Dès lors que l’animal n’est plus une chose selon le droit mais que le droit des biens s’applique à lui, fait-il concrètement un pas hors de l’enclos de la propriété ?

Dans cette présentation, je soutiendrai que la réforme juridique du droit animalier a peu fait pour sortir les animaux de l’enclos de la propriété. Une prémisse de mon analyse est qu’un des principaux marqueurs concrets de la propriété est le droit d’abusus. En effet, l’abusus, cet attribut de la propriété civiliste, donne aux propriétaires la prérogative de disposer de leurs biens à leur guise, que ce soit en les vendant, en les donnant, en les démembrant ou en les détruisant. Sur la base de la jurisprudence des cinq dernières années, je démonterai que, malgré la réforme de 2015, les animaux sont encore soumis au droit d’abusus et, surtout, qu’aucune restriction n’empêche leur propriétaire de les abandonner ni de les « détruire ». Si, par l’adoption de la Loi sur le bien-être et la sécurité de l’animal, l’Assemblée nationale a renforci les protections en matière de bien-être et de sécurité dont bénéficient certains animaux au cours de leur vie, elle n’empêche pas un être humain d’y mettre fin arbitrairement. L’absence de modifications au droit d’abusus nous empêche alors de voir la modification du Code civil comme la première étape d’une extraction des animaux du domaine de la propriété : les animaux peuvent toujours être détruits en toute impunité (dès lors que la technique de mise à mort s’assure une réduction optimale de la souffrance animale). Une fois cette démonstration faite, j’offrirai quelques pistes pour donner un réel sens à cette disposition voulant que « [l]es animaux ne sont pas des biens / [a]nimals are not things ».

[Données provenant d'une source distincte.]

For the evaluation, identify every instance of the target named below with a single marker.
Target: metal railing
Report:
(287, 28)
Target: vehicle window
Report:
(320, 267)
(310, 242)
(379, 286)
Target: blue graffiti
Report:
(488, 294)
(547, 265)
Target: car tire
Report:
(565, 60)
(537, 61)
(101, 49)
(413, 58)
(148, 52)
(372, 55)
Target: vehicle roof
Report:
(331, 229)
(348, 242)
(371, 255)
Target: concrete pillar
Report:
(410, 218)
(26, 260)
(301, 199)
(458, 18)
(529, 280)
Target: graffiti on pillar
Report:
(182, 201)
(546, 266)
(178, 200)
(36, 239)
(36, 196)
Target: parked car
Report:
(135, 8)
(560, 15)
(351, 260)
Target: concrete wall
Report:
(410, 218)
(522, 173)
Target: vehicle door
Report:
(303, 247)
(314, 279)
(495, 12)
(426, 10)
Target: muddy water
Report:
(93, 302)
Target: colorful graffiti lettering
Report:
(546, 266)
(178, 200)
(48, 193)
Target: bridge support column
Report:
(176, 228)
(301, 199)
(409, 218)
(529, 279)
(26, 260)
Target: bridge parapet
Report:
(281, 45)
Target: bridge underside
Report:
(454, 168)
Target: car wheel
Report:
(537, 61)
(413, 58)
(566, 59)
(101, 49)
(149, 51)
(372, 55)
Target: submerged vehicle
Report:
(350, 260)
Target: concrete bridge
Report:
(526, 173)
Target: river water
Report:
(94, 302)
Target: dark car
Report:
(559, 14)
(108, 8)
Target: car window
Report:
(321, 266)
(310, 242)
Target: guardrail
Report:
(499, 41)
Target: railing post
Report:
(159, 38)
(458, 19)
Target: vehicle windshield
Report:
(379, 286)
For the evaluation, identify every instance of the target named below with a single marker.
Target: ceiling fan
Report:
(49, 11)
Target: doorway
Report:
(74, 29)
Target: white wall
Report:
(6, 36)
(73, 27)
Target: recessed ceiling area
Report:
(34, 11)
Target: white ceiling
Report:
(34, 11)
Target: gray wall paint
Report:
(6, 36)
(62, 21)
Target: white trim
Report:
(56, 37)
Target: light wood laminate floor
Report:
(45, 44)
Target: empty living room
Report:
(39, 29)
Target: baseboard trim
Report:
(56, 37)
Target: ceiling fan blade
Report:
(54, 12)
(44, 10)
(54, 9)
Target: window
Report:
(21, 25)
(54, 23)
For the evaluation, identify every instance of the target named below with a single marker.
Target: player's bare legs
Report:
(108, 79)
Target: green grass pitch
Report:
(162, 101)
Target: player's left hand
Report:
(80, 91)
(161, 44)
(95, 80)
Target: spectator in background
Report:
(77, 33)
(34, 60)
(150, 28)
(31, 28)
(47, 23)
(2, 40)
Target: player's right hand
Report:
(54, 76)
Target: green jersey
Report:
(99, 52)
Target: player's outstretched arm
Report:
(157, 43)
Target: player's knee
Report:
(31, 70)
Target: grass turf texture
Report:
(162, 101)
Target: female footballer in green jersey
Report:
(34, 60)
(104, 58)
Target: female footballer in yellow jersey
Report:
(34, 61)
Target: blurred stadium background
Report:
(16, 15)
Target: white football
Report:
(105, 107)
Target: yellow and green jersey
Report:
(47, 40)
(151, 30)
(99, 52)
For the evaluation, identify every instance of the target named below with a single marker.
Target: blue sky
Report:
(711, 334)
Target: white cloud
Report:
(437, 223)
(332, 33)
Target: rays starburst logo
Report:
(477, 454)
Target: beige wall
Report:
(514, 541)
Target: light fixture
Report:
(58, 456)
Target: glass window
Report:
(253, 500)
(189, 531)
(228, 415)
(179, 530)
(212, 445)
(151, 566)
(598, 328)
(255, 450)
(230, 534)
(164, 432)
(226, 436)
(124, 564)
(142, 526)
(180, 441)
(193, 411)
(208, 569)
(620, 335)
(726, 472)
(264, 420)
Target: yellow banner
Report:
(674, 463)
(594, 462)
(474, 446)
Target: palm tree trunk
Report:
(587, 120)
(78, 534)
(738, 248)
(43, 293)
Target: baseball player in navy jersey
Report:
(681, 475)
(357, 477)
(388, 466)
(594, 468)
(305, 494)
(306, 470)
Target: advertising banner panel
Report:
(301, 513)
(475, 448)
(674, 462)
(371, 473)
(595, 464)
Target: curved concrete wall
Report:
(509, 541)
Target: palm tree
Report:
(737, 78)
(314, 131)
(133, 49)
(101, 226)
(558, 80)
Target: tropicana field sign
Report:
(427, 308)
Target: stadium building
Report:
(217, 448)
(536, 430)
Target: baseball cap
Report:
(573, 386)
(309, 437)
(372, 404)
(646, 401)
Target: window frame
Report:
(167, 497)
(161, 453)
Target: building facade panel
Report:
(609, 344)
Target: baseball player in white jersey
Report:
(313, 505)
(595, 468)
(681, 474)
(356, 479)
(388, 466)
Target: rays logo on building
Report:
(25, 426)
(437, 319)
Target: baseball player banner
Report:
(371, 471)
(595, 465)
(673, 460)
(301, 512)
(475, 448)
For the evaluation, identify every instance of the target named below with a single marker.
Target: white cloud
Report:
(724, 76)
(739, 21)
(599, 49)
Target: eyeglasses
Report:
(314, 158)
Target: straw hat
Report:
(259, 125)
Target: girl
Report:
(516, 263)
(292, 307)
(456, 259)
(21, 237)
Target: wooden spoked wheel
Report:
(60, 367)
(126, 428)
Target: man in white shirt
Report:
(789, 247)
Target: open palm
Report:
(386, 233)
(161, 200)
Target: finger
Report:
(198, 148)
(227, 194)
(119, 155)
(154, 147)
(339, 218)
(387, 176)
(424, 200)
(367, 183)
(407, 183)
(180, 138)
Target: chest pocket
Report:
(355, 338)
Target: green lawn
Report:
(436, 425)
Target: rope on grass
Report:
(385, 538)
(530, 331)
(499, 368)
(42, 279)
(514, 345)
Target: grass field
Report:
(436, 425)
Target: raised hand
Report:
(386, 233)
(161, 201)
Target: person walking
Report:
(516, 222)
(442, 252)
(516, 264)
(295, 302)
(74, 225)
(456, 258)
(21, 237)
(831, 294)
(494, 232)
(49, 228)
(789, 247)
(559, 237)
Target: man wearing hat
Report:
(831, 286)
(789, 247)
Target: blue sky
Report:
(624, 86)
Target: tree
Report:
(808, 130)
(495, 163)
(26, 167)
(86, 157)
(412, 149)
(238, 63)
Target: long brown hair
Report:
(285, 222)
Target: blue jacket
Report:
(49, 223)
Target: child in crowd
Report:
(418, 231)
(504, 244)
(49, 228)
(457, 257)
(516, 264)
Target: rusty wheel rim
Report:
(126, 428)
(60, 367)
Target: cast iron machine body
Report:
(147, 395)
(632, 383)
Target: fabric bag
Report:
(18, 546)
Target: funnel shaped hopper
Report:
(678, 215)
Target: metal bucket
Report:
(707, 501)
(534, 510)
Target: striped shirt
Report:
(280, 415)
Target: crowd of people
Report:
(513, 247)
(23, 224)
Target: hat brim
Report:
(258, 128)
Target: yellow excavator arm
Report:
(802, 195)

Cette présentation a quatre parties. Dans la première partie, je rappelle en quoi l’abusus est un attribut essentiel du droit de propriété. Dans la deuxième partie, je recense la jurisprudence des cinq dernières années et conclus que les tribunaux considèrent encore que l’abusus demeure inchangé depuis la réforme de 2015. Dans la troisième partie, j’examine en détail l’article 898.1 du Code civil du Québec et l’article 6 de la Loi sur le bien-être et la sécurité de l’animal afin d’y souligner les ressources juridiques ouvrant la porte à une interprétation de la réforme de 2015 qui limiterait grandement la possibilité de mettre à mort un animal. Dans la quatrième partie, je soutiens que l’évolution des mentalités au cours des prochaines décennies pourra également affecter l’abusus parce que l’article 7 de la même loi et le Code criminel adoptent des standards juridiques fondés sur l’acceptabilité sociale. Ces deux dernières parties fournissent des arguments aux praticien·nes et activistes désirant user des lois actuelles pour améliorer la situation juridique des animaux.